SLAM Method: What It Stands For (And How It Can Save You From Hackers)

The internet became a thing just over four decades ago, and has now transformed into an essential service that connects billions of people worldwide. Every major industry, including healthcare, banking, and entertainment, relies heavily on digital communication. As convenient as instant access to millions of websites and apps has become, it has also opened the door for bad actors that find vulnerabilities to exploit users' personal information. According to the U.S. Department of State, cyber criminals caused over $4 billion worth of financial losses in 2020 alone.

Top-rated antivirus programs like Norton and McAfee protect against various kinds of malware, which are usually beyond the control of the user once the malicious files have made their way into the system. Despite the clever advancements in the delivery mechanisms and execution strategies of malware, phishing remains a widely adopted method among cyber criminals. This is largely thanks to phishing being an easy yet persistent form of social engineering — often with a high success rate. 

With phishing, cyber criminals send fraudulent emails or messages to users, and these victims, who often don't know any better, end up clicking on malicious links or downloading attachments. An effective defense against falling victim to phishing attacks is adopting the SLAM method. It's a quick, four-step checklist that encourages users to briefly pause and examine potentially dangerous emails or text messages. It's an acronym that stands for Sender, Links, Attachments, and Messages — four variables to look out for in any new emails.

The SLAM method advises all internet users to check for the following four key aspects in any suspicious emails or messages they receive:

1. Sender: Carefully examine the sender's email address or phone number, in the case of a text message. Look for spelling errors or cleverly masked domains. For example, an email from "xyz@apple.com" is legit, whereas one from "xyz@apple-support.com" should raise immediate suspicion. 
2. Links: Many phishing attacks depend on the victim clicking on fraudulent links. Before you click on a link in an email, hover your cursor over it to preview the URL. Most browsers show the destination URL at the bottom of the screen, and you can also long-press on a mobile to view a preview of the webpage. This can help you identify scam websites that disguise themselves as legitimate login portals.
3. Attachments: Only download attachments from trusted senders. With document-based malware, PDFs or Microsoft Office files are laced with malicious macros that execute when they are launched. 
4. Messages: Sometimes carefully going through the contents of an email or a text message is enough to spot an attempted phishing attack. Look for inconsistencies in the font and color, in addition to poor grammar or spelling mistakes.

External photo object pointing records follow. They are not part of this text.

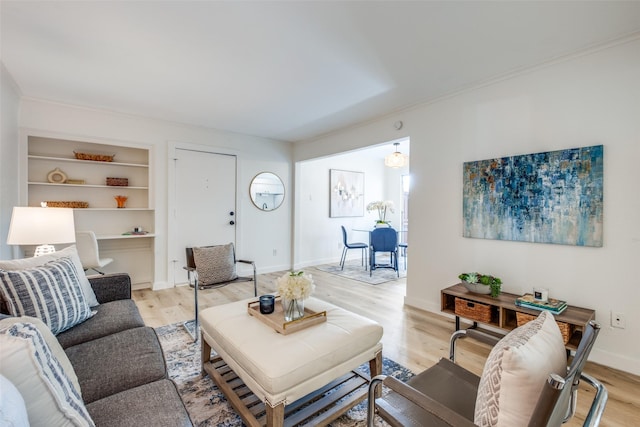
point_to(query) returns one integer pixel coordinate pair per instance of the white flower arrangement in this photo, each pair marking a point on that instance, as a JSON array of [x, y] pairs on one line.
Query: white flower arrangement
[[295, 285], [382, 207]]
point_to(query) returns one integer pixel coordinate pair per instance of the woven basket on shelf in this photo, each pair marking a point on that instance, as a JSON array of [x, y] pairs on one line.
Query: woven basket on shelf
[[65, 204], [117, 182], [96, 157], [473, 310], [565, 328]]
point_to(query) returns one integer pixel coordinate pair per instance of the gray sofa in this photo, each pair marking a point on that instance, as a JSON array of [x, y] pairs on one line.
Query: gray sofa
[[119, 363]]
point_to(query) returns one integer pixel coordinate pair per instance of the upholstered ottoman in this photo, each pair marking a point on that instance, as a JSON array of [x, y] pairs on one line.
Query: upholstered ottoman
[[286, 370]]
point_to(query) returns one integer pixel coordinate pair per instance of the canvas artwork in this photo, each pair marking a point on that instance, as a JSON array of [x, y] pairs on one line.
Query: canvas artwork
[[346, 193], [551, 197]]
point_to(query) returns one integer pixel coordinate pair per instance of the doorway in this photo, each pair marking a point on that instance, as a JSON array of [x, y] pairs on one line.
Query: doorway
[[205, 204]]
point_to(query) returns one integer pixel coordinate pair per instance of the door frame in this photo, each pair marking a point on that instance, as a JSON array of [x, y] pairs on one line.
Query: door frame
[[171, 202]]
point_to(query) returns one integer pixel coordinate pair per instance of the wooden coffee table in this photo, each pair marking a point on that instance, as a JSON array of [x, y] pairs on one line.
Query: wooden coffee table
[[278, 380]]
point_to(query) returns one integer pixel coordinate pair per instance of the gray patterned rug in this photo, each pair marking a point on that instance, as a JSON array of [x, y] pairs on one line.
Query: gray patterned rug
[[207, 405], [353, 269]]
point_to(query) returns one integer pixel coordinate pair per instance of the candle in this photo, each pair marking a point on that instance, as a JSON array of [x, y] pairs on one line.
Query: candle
[[267, 304]]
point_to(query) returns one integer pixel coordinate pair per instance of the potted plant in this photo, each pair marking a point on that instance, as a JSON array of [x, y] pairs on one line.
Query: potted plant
[[382, 207], [481, 283]]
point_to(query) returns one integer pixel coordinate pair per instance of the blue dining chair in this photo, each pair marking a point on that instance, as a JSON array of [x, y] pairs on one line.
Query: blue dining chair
[[347, 246], [384, 240]]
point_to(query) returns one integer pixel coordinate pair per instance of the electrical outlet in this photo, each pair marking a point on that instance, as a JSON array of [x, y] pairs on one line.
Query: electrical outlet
[[618, 320]]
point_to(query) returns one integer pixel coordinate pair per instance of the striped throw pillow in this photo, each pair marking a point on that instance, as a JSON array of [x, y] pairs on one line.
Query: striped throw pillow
[[51, 292], [30, 365]]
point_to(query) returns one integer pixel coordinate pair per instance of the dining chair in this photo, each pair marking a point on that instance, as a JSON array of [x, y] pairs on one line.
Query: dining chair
[[384, 240], [355, 245]]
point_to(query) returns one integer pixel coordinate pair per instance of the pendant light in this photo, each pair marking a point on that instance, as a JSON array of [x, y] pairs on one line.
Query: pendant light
[[396, 159]]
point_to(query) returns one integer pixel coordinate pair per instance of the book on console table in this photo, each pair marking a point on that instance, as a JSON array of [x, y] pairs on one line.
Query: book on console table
[[553, 305]]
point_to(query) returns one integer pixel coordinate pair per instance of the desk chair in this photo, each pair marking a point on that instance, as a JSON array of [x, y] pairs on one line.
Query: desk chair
[[347, 246], [87, 245], [525, 381], [384, 240]]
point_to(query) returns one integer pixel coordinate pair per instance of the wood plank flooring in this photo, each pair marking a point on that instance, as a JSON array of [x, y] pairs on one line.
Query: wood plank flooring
[[412, 337]]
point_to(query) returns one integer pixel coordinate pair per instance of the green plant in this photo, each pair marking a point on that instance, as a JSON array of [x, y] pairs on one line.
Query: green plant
[[495, 283]]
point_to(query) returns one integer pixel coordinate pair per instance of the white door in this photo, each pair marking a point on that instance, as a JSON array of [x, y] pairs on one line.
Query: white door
[[205, 203]]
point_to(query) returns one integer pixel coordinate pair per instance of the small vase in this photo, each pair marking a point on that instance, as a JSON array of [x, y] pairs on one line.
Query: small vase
[[293, 309], [121, 201]]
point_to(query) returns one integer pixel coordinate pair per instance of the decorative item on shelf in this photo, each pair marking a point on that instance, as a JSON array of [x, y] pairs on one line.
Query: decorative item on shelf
[[267, 304], [121, 201], [481, 283], [294, 288], [96, 157], [382, 207], [67, 204], [117, 182], [56, 176]]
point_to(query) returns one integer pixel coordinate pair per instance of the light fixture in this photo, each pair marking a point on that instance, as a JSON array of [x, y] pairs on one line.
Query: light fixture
[[41, 226], [396, 159]]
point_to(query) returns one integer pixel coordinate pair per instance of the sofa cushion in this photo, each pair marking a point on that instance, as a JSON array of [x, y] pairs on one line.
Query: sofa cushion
[[52, 342], [111, 317], [50, 397], [13, 411], [51, 292], [516, 370], [117, 362], [70, 252], [160, 407], [215, 264]]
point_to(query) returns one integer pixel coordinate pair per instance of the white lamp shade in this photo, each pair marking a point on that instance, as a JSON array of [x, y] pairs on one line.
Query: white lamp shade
[[36, 226]]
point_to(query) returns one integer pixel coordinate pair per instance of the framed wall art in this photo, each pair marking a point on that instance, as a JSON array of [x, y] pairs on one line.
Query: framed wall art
[[346, 193], [550, 197]]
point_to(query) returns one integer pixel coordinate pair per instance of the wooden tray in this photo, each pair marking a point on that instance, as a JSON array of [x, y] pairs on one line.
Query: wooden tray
[[276, 321]]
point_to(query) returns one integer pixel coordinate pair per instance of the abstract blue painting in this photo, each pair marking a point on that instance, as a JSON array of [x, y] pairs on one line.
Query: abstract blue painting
[[551, 197]]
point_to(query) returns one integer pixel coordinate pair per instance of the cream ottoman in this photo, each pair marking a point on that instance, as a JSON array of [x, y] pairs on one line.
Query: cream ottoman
[[281, 369]]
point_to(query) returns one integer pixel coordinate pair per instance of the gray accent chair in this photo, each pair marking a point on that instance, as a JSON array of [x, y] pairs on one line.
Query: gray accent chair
[[445, 394]]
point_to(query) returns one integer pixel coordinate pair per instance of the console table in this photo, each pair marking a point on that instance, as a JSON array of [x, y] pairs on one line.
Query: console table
[[501, 312]]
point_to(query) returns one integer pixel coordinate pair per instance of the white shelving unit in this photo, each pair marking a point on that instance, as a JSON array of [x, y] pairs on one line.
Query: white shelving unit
[[133, 254]]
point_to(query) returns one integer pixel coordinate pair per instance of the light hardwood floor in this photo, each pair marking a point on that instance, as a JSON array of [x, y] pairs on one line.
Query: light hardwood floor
[[412, 337]]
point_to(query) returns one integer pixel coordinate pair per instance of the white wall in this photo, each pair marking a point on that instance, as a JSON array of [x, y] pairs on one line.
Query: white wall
[[318, 237], [257, 232], [583, 100], [9, 109]]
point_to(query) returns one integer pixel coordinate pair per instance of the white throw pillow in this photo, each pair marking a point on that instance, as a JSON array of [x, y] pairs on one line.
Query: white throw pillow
[[13, 412], [51, 292], [215, 264], [52, 342], [49, 396], [516, 371], [69, 251]]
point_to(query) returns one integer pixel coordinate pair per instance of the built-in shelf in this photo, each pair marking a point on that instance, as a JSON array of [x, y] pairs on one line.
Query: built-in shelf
[[116, 187], [133, 254]]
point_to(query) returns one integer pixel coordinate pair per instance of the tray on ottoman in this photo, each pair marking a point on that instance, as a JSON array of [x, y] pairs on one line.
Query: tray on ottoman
[[276, 319]]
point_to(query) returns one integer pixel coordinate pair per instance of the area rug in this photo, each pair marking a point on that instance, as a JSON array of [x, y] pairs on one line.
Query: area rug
[[207, 405], [353, 269]]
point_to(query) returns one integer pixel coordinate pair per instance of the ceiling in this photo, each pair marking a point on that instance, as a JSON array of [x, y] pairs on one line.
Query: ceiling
[[289, 70]]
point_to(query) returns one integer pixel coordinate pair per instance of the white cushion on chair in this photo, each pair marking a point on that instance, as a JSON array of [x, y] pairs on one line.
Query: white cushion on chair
[[215, 264], [516, 371]]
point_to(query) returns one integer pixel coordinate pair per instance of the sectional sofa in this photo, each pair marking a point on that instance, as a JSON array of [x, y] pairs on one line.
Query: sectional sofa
[[108, 369]]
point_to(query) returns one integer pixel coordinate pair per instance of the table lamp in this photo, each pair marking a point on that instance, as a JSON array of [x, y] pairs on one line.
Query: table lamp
[[41, 226]]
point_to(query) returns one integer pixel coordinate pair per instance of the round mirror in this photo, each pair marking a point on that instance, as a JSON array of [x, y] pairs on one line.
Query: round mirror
[[266, 191]]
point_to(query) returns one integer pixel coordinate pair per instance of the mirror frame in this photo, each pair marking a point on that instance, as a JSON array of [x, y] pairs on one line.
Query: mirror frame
[[264, 205]]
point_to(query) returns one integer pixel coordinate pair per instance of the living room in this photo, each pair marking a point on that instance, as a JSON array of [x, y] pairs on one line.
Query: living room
[[575, 99]]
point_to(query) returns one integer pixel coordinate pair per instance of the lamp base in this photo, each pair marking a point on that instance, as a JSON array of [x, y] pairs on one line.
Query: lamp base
[[44, 250]]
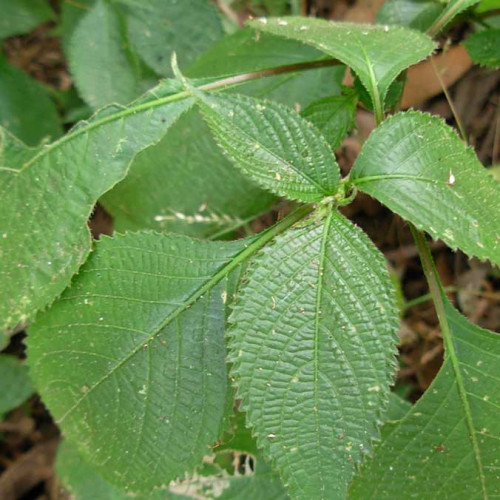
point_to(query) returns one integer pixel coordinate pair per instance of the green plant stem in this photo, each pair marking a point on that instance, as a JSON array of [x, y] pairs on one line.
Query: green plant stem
[[437, 293], [216, 85], [424, 298], [254, 246]]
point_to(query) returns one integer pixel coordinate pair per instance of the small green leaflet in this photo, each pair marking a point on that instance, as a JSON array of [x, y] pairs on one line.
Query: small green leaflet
[[15, 384], [418, 167], [131, 360], [333, 116], [50, 193], [185, 185], [246, 51], [484, 47], [119, 82], [26, 109], [156, 28], [312, 344], [21, 16], [447, 445], [377, 54], [273, 145]]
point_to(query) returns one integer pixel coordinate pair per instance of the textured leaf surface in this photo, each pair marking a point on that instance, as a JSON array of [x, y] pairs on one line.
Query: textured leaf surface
[[131, 361], [447, 445], [101, 64], [484, 47], [26, 109], [185, 185], [156, 28], [235, 471], [21, 16], [49, 193], [243, 472], [15, 384], [417, 166], [333, 116], [312, 341], [377, 54], [82, 481], [246, 51], [273, 145], [417, 14]]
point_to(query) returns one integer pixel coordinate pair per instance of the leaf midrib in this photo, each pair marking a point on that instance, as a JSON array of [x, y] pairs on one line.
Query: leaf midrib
[[319, 296], [279, 159], [439, 302]]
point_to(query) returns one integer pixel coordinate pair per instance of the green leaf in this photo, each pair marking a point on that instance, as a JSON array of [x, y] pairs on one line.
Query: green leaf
[[184, 184], [246, 51], [486, 5], [100, 62], [234, 471], [398, 407], [273, 145], [418, 167], [484, 47], [82, 481], [49, 193], [453, 9], [156, 28], [131, 361], [313, 342], [377, 54], [417, 14], [26, 109], [333, 116], [15, 384], [243, 474], [21, 16], [447, 445]]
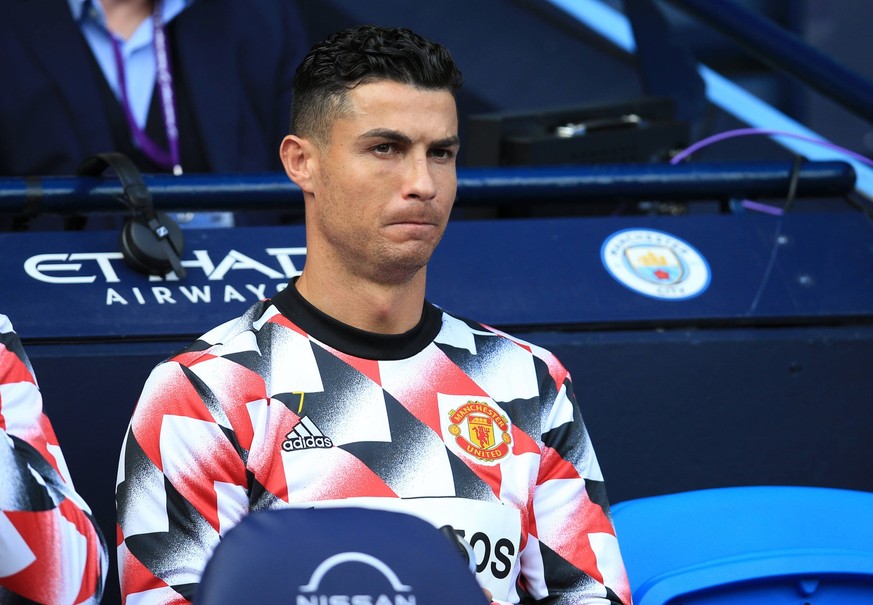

It only takes a few intentional applications of using the SLAM method before it develops into habitual instinct. Not to mention, it's a fast and effective measure against phishing attacks that doesn't require any fancy apps or browser extensions.

The safest way to deal with a phishing email is by not interacting with any links or attachments it contains. If, after a quick SLAM analysis, you determine that an email you've received is potentially fraudulent, you should delete it. You can also report an email before you send it to the trash. Flagging a suspicious email will help train the systems of email providers, which eventually would reduce the likelihood of phishing emails landing in the inbox of users. 

You can report an email for phishing on most major services like Gmail and Outlook. For example, on Gmail, click on the three-dotted menu icon located on top of the email message, and click the "Report phishing" button. You can also directly forward a suspected phishing email to reportphishing@apwg.org, which is an address that belongs to the Anti-Phishing Working Group of the FTC.

If you have unfortunately fallen prey to a phishing attack and have entered your credentials on a fake website, immediately change your passwords. Preventing hackers from easily accessing your accounts is also why you should always enable two-factor authentication.